Over the years, the language changed but the outcomes persisted. In the '60s and '70s communities on the North Side attacked mid-sized apartment buildings as “blighting time bombs,” while fighting for ever-more restrictive zoning codes that shrunk the population of Lincoln Park. In 2016, the Chicago Area Fair Housing Alliance found that the city’s majority-white wards were twice as likely to be downzoned as other parts of the city.
Of course it wouldn’t be fair to simply ascribe historical motives to contemporary residents. There are lots of reasons why residents are wary of denser development, and these concerns aren’t limited to white neighborhoods on the North Side. Plenty of people may genuinely want to have more integrated neighborhoods, even as they oppose denser development. But we should be honest about what happens when wealthy neighborhoods ban apartment buildings: Those neighborhoods become whiter and more exclusionary.

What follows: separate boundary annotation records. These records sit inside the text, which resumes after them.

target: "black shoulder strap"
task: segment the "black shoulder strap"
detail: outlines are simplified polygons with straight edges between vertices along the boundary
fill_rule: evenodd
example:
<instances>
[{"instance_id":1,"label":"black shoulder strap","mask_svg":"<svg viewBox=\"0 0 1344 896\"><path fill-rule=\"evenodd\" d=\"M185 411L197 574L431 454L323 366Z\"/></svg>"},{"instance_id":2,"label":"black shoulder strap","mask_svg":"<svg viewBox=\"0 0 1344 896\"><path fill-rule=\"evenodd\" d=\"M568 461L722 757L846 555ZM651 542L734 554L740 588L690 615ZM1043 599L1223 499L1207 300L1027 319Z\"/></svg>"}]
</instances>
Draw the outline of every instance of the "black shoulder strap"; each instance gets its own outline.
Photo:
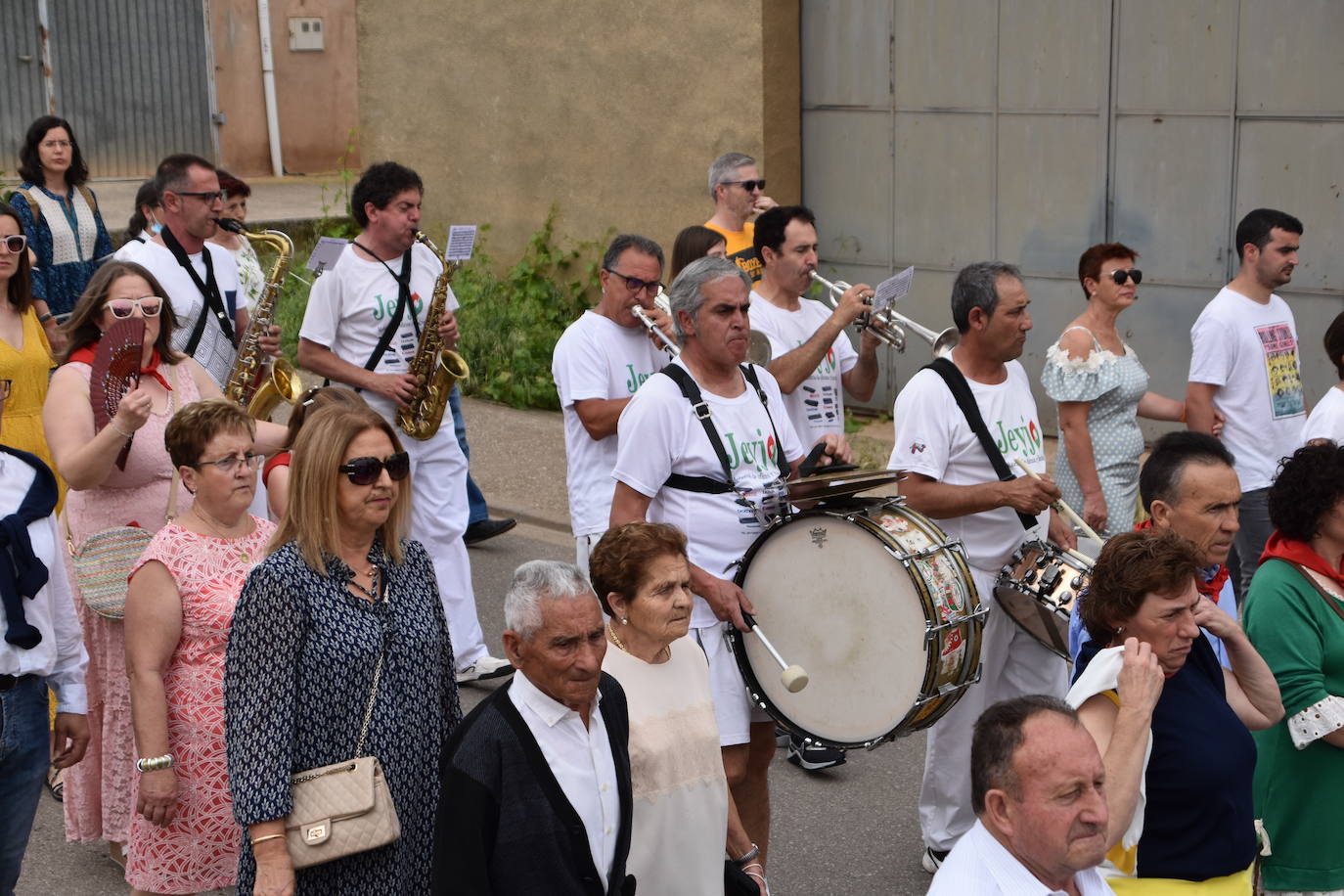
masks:
<instances>
[{"instance_id":1,"label":"black shoulder strap","mask_svg":"<svg viewBox=\"0 0 1344 896\"><path fill-rule=\"evenodd\" d=\"M358 242L355 244L359 246ZM363 246L359 247L364 249ZM367 249L364 249L364 251L368 253ZM374 253L368 254L374 255ZM378 255L374 255L374 258L378 258ZM383 262L382 258L378 258L378 261ZM387 267L387 273L392 274L392 269L388 267L387 262L383 262L383 267ZM406 314L406 305L410 304L411 251L409 249L406 250L406 254L402 255L402 273L392 274L392 279L396 281L396 310L392 312L391 318L388 318L387 326L383 329L383 334L378 337L378 345L374 348L374 353L368 356L367 361L364 361L366 371L376 369L378 365L383 361L383 355L387 353L387 347L392 344L392 339L396 336L396 330L402 325L402 317ZM358 392L359 390L355 391Z\"/></svg>"},{"instance_id":2,"label":"black shoulder strap","mask_svg":"<svg viewBox=\"0 0 1344 896\"><path fill-rule=\"evenodd\" d=\"M1012 470L1008 469L1008 461L1004 459L1003 451L995 445L993 437L989 435L989 427L985 426L985 419L980 416L980 406L976 404L976 396L970 394L970 384L966 383L966 377L962 376L961 371L950 359L937 357L929 364L925 364L926 371L933 371L942 377L942 382L948 384L952 391L952 396L957 399L957 407L961 412L966 415L966 423L970 424L970 431L976 434L980 439L980 447L985 450L989 455L989 463L995 467L995 474L999 476L1000 482L1011 482L1017 477L1013 476ZM1036 527L1036 517L1017 510L1017 520L1021 521L1024 529L1034 529Z\"/></svg>"},{"instance_id":3,"label":"black shoulder strap","mask_svg":"<svg viewBox=\"0 0 1344 896\"><path fill-rule=\"evenodd\" d=\"M774 433L774 462L780 467L780 478L789 478L789 462L784 458L784 442L780 441L780 430L774 424L774 415L770 414L770 402L765 396L765 390L761 388L761 380L755 375L755 364L742 364L742 376L747 377L747 383L757 391L757 398L761 399L761 407L765 408L765 416L770 420L770 431Z\"/></svg>"},{"instance_id":4,"label":"black shoulder strap","mask_svg":"<svg viewBox=\"0 0 1344 896\"><path fill-rule=\"evenodd\" d=\"M706 404L704 396L700 395L700 387L695 384L691 375L685 372L684 368L676 364L668 364L661 371L664 376L668 376L677 388L681 390L681 395L685 400L691 402L691 411L695 418L700 420L704 426L704 435L710 439L710 446L714 447L714 454L719 458L719 466L723 467L723 482L719 480L711 480L707 476L683 476L681 473L672 473L668 476L667 481L663 484L671 489L680 489L683 492L700 492L702 494L724 494L732 490L732 466L728 463L728 453L723 449L723 439L719 438L719 431L714 429L714 420L710 419L710 406Z\"/></svg>"}]
</instances>

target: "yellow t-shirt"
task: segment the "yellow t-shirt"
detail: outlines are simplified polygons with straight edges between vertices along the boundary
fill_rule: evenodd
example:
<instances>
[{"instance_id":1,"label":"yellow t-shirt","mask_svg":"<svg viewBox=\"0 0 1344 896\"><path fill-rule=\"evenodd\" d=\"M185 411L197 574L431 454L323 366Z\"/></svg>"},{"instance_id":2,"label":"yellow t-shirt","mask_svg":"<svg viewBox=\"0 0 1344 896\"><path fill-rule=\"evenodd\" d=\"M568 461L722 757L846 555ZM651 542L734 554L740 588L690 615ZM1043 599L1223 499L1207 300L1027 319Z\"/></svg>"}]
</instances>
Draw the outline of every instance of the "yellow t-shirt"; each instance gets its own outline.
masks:
<instances>
[{"instance_id":1,"label":"yellow t-shirt","mask_svg":"<svg viewBox=\"0 0 1344 896\"><path fill-rule=\"evenodd\" d=\"M716 224L711 224L710 222L704 222L704 226L716 234L723 234L723 239L728 244L728 261L745 270L751 277L753 283L759 282L761 257L755 254L755 246L753 244L753 240L755 239L755 224L747 222L742 224L742 230L738 231L727 231Z\"/></svg>"}]
</instances>

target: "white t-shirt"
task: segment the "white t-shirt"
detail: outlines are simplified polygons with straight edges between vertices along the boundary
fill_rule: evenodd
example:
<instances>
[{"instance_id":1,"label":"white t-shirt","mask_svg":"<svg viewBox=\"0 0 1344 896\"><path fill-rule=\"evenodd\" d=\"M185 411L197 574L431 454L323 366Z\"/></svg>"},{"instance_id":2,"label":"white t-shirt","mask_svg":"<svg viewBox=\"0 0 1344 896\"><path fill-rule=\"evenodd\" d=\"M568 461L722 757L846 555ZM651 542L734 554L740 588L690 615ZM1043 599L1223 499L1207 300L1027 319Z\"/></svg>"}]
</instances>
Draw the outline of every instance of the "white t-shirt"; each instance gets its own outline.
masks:
<instances>
[{"instance_id":1,"label":"white t-shirt","mask_svg":"<svg viewBox=\"0 0 1344 896\"><path fill-rule=\"evenodd\" d=\"M1300 443L1306 445L1312 439L1333 439L1337 445L1344 445L1344 391L1340 387L1325 390L1302 424Z\"/></svg>"},{"instance_id":2,"label":"white t-shirt","mask_svg":"<svg viewBox=\"0 0 1344 896\"><path fill-rule=\"evenodd\" d=\"M821 302L805 298L798 305L798 310L788 312L759 293L751 293L751 329L770 339L774 357L806 343L831 318L831 309ZM798 438L810 443L827 433L844 434L844 386L840 375L852 371L857 363L859 353L853 351L849 337L840 333L817 369L784 396Z\"/></svg>"},{"instance_id":3,"label":"white t-shirt","mask_svg":"<svg viewBox=\"0 0 1344 896\"><path fill-rule=\"evenodd\" d=\"M215 283L219 286L219 294L224 298L228 324L233 326L234 312L238 308L247 308L246 301L239 298L238 262L234 261L233 253L223 246L206 243L206 251L210 253L210 263L215 270ZM191 266L196 269L196 274L204 282L206 262L202 253L188 255L187 258L191 259ZM167 293L165 298L172 302L172 310L177 314L177 329L173 332L169 344L179 352L187 351L187 343L191 341L191 332L196 326L196 320L200 317L202 310L206 309L206 298L196 289L196 283L191 279L191 275L177 263L177 259L173 258L167 246L160 246L153 240L136 243L136 249L124 261L142 266L164 287L164 293ZM238 304L239 301L242 301L242 305ZM235 333L235 336L242 336L242 333ZM224 330L220 329L219 321L215 320L214 314L210 314L206 321L194 357L206 368L215 383L220 387L224 386L228 380L228 371L234 365L234 359L238 357L238 349L224 336Z\"/></svg>"},{"instance_id":4,"label":"white t-shirt","mask_svg":"<svg viewBox=\"0 0 1344 896\"><path fill-rule=\"evenodd\" d=\"M788 415L780 412L784 407L780 384L769 371L755 369L780 431L784 457L792 463L804 450ZM734 485L754 489L775 480L780 467L766 410L751 384L743 384L746 388L737 398L703 390L700 394L728 454ZM649 523L669 523L685 532L691 563L710 575L731 579L728 566L741 560L761 535L761 524L750 508L737 502L732 492L702 494L663 485L672 473L723 480L723 467L704 426L677 384L669 376L649 379L621 412L617 437L620 446L612 476L653 498L646 514ZM691 625L702 627L715 622L710 604L696 596Z\"/></svg>"},{"instance_id":5,"label":"white t-shirt","mask_svg":"<svg viewBox=\"0 0 1344 896\"><path fill-rule=\"evenodd\" d=\"M1036 473L1044 473L1046 445L1031 380L1020 363L1008 361L1007 368L1008 377L1003 383L991 386L972 379L966 383L1008 469L1016 473L1015 458L1020 458ZM948 485L999 481L952 390L935 372L922 369L910 377L896 395L894 415L896 445L887 467L921 473ZM935 523L949 537L961 539L972 566L989 572L997 571L1028 537L1012 508ZM1050 510L1036 517L1039 537L1046 536Z\"/></svg>"},{"instance_id":6,"label":"white t-shirt","mask_svg":"<svg viewBox=\"0 0 1344 896\"><path fill-rule=\"evenodd\" d=\"M1236 458L1242 490L1269 488L1281 458L1302 435L1297 324L1278 296L1267 305L1224 286L1189 330L1189 382L1219 387L1223 445Z\"/></svg>"},{"instance_id":7,"label":"white t-shirt","mask_svg":"<svg viewBox=\"0 0 1344 896\"><path fill-rule=\"evenodd\" d=\"M564 414L566 480L574 537L607 529L617 446L614 434L594 441L583 429L574 403L591 398L630 398L667 363L667 352L653 347L642 326L621 326L595 312L583 312L555 344L551 376Z\"/></svg>"},{"instance_id":8,"label":"white t-shirt","mask_svg":"<svg viewBox=\"0 0 1344 896\"><path fill-rule=\"evenodd\" d=\"M378 348L390 316L396 313L396 277L387 267L399 274L402 259L388 259L384 266L356 255L353 246L345 246L340 259L313 282L308 293L300 339L325 345L343 361L364 367ZM410 368L419 345L415 321L423 322L434 296L434 282L442 270L434 253L419 243L411 247L411 301L375 368L378 373L405 373ZM448 310L457 310L452 287L448 290ZM391 399L371 391L362 395L387 419L395 414L396 404Z\"/></svg>"}]
</instances>

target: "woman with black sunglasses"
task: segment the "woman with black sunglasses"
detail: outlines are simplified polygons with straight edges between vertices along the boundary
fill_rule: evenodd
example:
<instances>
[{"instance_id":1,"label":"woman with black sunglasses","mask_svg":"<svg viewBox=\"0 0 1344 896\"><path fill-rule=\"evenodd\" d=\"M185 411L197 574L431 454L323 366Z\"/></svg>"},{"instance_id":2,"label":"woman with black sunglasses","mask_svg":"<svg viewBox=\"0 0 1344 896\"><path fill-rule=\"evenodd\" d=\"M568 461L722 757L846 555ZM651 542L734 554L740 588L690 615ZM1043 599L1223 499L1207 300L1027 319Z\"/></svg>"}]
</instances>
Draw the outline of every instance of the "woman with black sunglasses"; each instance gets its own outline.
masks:
<instances>
[{"instance_id":1,"label":"woman with black sunglasses","mask_svg":"<svg viewBox=\"0 0 1344 896\"><path fill-rule=\"evenodd\" d=\"M103 265L66 321L70 341L58 355L42 422L56 472L65 478L65 521L70 541L81 545L103 529L136 525L163 528L173 463L164 447L164 430L181 407L202 398L223 398L195 360L168 345L177 318L161 298L163 289L140 265ZM95 424L90 380L98 343L118 320L140 317L145 332L140 349L138 384L128 391L106 426ZM257 423L259 451L274 450L285 437L277 423ZM120 461L118 461L120 458ZM191 496L179 484L177 506ZM75 606L89 647L90 759L66 772L66 836L75 841L109 842L124 861L122 844L134 809L130 770L136 762L130 724L130 684L121 619L98 615L73 582Z\"/></svg>"},{"instance_id":2,"label":"woman with black sunglasses","mask_svg":"<svg viewBox=\"0 0 1344 896\"><path fill-rule=\"evenodd\" d=\"M405 537L410 497L410 457L383 416L308 415L289 508L243 586L224 661L239 892L429 893L439 747L461 708L434 567ZM356 750L378 758L401 837L296 870L290 778Z\"/></svg>"},{"instance_id":3,"label":"woman with black sunglasses","mask_svg":"<svg viewBox=\"0 0 1344 896\"><path fill-rule=\"evenodd\" d=\"M1138 418L1184 420L1185 403L1148 391L1148 371L1120 339L1116 320L1138 300L1138 253L1093 246L1078 259L1087 309L1046 352L1040 384L1059 403L1055 484L1090 527L1110 537L1129 531L1138 506Z\"/></svg>"}]
</instances>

This history should also make us suspicious of claims that restricting development will help curtail rent hikes. Across the city, the neighborhoods that have made it hardest to build more housing are the very areas with the highest rents. And a review of the academic research shows that building more homes helps keeps housing in the immediate neighborhood more affordable, because it allows renters to move into new buildings rather than simply bid against existing tenants for the same housing stock.
Finally, it’s important to note that not only does exclusionary zoning make Chicago more segregated and unequal, but it also makes the whole city worse off. High rents leave tenants living paycheck-to-paycheck and pull resources out of local communities. High housing prices make it more difficult for new homebuyers to start families. A weaker tax base worsens our pension challenges, and reduces the resources available to invest in underserved neighborhoods. And across the city it becomes harder for people to access the communities, job opportunities, and schools that they need to thrive.
We can do better
Chicago’s housing shortage isn’t an accident or an inevitable consequence of big city life. It’s a choice. If we really want to add more affordable housing we can choose to do so. And if we want to ensure that every Chicagoan has access to neighborhoods with good transit, safe streets, and strong schools, we can choose to do that too. We can start by reversing down-zonings that have rendered much of the city unaffordable and exclusionary.